Quote from: doktornotor on February 15, 2024, 10:28:46 AM
Quote from: Sensler3000 on February 15, 2024, 10:11:45 AM
Suspiciously the time i shutdown my PC was around 2PM and it looks like after that unbnound started failing. Booting it up again in the morning at around 08:50 and unbound worked again ? Could this have something to do with an specific interface going up or down ? Its the first time i see the link between client going up and down influencing unbound but maybe its just random.

So you have your PC connected directly to the firewall LAN interface, without a switch? That will cause tons of issues if that's the case.

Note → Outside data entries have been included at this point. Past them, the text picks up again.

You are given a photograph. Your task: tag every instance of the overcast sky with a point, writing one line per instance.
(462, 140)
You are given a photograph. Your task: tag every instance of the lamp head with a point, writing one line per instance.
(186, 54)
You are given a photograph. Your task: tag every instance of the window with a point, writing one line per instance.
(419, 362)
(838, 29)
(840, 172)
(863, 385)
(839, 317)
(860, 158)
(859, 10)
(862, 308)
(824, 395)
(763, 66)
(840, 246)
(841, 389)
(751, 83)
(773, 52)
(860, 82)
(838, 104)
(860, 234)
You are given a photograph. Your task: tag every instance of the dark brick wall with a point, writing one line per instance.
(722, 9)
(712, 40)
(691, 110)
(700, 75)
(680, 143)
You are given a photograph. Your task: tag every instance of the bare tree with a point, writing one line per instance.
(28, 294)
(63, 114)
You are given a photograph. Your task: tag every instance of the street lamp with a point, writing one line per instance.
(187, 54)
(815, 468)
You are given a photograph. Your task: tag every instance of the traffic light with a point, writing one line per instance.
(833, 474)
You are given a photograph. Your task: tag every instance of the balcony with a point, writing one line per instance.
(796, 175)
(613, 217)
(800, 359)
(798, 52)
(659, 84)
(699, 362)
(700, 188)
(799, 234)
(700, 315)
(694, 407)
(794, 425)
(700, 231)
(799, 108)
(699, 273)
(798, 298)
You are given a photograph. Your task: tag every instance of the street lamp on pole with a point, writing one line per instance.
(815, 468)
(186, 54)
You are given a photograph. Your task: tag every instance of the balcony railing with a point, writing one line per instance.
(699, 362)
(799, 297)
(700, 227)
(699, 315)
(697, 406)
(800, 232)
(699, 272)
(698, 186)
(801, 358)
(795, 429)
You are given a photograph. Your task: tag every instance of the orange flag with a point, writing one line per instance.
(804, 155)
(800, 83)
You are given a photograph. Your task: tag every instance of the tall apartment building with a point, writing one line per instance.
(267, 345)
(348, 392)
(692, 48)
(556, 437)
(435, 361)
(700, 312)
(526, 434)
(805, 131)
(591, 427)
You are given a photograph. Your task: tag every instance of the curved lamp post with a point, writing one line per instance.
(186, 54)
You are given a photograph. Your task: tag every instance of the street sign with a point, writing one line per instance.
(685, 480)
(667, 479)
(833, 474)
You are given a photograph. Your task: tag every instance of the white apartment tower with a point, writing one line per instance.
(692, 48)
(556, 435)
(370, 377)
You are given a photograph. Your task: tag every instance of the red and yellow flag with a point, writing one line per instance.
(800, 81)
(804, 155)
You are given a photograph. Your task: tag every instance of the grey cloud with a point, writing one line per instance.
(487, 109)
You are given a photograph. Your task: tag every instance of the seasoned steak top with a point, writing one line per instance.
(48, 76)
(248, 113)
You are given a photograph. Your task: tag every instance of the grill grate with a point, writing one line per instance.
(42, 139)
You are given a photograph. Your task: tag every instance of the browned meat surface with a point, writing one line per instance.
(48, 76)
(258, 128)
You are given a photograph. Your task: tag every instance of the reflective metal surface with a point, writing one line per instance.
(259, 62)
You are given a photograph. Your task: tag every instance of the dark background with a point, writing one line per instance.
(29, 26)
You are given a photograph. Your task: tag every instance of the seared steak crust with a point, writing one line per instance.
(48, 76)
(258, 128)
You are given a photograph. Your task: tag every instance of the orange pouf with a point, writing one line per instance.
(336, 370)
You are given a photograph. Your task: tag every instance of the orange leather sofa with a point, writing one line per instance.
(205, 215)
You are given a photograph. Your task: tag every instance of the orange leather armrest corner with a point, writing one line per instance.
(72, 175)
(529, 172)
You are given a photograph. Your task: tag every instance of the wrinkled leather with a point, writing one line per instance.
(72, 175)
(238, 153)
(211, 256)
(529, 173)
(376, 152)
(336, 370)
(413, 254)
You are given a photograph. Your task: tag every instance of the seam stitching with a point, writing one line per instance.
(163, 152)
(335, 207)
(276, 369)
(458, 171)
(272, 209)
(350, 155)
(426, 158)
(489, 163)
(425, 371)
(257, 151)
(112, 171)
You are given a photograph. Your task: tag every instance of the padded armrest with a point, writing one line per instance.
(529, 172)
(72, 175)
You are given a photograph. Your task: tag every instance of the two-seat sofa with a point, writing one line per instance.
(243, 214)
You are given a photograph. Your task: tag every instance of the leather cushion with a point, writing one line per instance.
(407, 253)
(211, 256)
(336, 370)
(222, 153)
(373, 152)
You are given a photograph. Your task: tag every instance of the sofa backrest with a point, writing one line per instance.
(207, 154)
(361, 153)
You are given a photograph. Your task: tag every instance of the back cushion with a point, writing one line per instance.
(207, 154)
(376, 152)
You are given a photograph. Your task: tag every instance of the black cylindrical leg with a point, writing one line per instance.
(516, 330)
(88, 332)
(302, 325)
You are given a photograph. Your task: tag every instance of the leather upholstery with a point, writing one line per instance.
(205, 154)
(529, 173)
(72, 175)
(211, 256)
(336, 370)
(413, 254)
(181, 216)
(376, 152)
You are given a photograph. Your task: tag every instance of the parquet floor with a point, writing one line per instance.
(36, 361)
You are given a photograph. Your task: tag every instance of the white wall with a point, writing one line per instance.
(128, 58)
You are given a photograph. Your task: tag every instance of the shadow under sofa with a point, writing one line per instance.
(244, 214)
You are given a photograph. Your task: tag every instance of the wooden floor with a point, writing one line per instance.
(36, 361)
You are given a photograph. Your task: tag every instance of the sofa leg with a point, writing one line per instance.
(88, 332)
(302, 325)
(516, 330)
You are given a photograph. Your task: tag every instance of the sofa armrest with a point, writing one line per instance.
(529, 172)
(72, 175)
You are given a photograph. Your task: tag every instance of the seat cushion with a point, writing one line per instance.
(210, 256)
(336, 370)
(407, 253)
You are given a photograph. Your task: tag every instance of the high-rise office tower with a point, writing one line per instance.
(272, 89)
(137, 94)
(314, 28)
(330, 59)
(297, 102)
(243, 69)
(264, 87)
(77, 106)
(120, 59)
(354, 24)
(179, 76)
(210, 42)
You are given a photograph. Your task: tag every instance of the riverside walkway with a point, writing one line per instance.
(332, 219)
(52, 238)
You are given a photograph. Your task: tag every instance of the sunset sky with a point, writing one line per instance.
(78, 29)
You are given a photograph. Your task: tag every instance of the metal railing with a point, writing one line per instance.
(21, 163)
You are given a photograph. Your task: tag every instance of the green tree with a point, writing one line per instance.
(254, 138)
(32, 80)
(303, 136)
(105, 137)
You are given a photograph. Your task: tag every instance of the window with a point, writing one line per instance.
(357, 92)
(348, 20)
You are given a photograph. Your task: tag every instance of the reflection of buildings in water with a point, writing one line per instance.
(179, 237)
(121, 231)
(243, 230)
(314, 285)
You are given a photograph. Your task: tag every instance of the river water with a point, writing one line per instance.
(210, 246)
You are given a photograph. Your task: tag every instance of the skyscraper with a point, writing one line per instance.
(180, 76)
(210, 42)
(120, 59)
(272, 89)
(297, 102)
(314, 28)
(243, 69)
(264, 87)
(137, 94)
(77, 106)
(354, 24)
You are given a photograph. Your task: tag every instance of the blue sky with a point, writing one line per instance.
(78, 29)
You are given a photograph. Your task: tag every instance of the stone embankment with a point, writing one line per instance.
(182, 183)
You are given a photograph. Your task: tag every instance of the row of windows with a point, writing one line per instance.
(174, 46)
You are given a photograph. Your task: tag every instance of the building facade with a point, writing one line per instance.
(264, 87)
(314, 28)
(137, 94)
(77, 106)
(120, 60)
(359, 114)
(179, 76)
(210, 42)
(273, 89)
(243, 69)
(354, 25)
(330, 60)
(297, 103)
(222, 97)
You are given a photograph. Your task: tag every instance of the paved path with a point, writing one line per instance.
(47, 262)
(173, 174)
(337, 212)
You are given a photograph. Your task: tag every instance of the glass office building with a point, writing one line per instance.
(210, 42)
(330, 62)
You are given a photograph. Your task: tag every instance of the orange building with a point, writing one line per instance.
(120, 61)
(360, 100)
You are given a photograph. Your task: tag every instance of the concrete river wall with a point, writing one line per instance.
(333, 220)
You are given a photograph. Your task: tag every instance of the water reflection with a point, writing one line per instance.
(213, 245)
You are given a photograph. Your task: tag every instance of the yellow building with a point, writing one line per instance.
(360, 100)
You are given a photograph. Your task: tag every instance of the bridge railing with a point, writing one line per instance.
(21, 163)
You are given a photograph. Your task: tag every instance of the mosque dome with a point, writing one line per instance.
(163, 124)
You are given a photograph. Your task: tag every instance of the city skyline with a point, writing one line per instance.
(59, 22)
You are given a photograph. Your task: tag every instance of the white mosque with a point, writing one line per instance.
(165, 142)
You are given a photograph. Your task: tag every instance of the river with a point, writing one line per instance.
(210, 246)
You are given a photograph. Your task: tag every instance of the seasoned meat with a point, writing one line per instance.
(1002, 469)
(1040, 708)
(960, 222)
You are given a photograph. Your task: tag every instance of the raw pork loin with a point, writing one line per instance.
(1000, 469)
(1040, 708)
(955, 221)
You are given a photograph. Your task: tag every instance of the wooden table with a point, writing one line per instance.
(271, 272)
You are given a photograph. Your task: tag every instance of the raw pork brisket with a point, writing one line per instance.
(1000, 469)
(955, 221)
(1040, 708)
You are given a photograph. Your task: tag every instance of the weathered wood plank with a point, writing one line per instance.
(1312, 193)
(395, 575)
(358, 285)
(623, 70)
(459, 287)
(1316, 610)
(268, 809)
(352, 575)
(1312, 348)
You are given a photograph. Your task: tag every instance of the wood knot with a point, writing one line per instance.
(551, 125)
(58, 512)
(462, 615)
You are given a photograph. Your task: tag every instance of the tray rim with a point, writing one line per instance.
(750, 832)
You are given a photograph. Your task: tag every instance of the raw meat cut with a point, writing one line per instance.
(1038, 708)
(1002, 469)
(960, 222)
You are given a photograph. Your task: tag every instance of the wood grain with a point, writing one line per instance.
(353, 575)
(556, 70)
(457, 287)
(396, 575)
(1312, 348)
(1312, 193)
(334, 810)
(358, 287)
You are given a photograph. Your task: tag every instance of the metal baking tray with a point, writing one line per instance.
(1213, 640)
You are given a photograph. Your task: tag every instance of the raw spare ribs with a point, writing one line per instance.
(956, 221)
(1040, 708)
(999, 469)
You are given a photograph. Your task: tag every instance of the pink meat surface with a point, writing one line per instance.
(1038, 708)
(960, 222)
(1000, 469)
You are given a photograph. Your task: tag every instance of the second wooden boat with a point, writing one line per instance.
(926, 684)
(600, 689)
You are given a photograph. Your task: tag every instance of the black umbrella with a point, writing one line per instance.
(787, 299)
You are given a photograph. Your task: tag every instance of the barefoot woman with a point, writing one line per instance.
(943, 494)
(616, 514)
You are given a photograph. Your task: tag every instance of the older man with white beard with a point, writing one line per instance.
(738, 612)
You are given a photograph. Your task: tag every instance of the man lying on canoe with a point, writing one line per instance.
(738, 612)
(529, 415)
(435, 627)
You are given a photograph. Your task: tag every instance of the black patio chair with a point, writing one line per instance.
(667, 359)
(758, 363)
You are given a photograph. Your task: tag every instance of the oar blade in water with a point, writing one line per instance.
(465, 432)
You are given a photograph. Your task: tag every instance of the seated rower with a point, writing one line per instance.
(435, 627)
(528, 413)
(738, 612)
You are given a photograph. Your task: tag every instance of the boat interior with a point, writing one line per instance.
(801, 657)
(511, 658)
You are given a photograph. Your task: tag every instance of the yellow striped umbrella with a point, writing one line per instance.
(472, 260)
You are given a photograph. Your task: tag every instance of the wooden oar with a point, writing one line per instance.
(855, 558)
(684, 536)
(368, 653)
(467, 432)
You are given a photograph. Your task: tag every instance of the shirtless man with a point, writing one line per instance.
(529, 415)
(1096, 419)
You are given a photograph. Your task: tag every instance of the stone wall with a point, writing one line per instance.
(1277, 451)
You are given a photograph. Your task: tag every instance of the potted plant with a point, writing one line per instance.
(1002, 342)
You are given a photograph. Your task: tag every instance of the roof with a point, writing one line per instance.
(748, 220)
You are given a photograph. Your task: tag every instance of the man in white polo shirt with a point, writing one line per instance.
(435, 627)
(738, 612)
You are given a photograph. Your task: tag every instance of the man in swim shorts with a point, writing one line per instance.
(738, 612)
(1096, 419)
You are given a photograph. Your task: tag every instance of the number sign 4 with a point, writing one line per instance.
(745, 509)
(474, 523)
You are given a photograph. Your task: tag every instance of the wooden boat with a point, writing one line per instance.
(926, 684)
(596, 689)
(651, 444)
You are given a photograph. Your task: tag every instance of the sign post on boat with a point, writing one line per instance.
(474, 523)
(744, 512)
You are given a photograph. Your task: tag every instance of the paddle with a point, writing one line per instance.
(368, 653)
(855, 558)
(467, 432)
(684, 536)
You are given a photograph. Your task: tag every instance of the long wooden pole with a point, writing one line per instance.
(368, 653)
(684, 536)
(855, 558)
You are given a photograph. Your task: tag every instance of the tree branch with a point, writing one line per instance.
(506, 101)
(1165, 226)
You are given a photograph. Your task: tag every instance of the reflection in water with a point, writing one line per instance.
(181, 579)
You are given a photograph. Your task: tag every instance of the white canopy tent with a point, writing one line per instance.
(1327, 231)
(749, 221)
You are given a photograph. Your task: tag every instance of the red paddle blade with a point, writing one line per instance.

I also have one of my PCs direct connected to OPNsense bare metal - I do not have a "ton" of issues with that, and pre23.7 even Unbound worked without ANY issues. There is something introduced in 23.7, and it is still present in 24.1 obviously, that gives OPNsense challenges at some point - interface up/down is most likely not part of Unbound issue - maybe DHCP registration of name/ip is though, I will have to test that at a later date when my current setup fails (if ever).

So, you bridge all the ports on the firewall and connect ALL devices directly to it?

Well, long story short - you absolutely DO need a switch. Total waste of time debugging similar setups. Anything you unplug disrupts the bridge, disrupts unbound which binds to all the interfaces by default - and generally fires up scripts on interface (un)plug events that disrupt things even further.

Just read the logs:

2024-02-15T08:46:10 Error opnsense /usr/local/etc/rc.linkup: The command `/sbin/ifconfig 'bridge0' addm 'igb1'' failed to execute


Not to mention the horrible performance penalty using SW bridge vs. HW switching with ASIC.

Do not do this. Ever.


Since OP has no bridge but the same error it seems to be unrelated. Also it runs like this for 2 years+ (with no  penalty affecting me) so maybe i was on the wrong track here and the interface has nothing to do with it. Pretty sure its still something with unbound.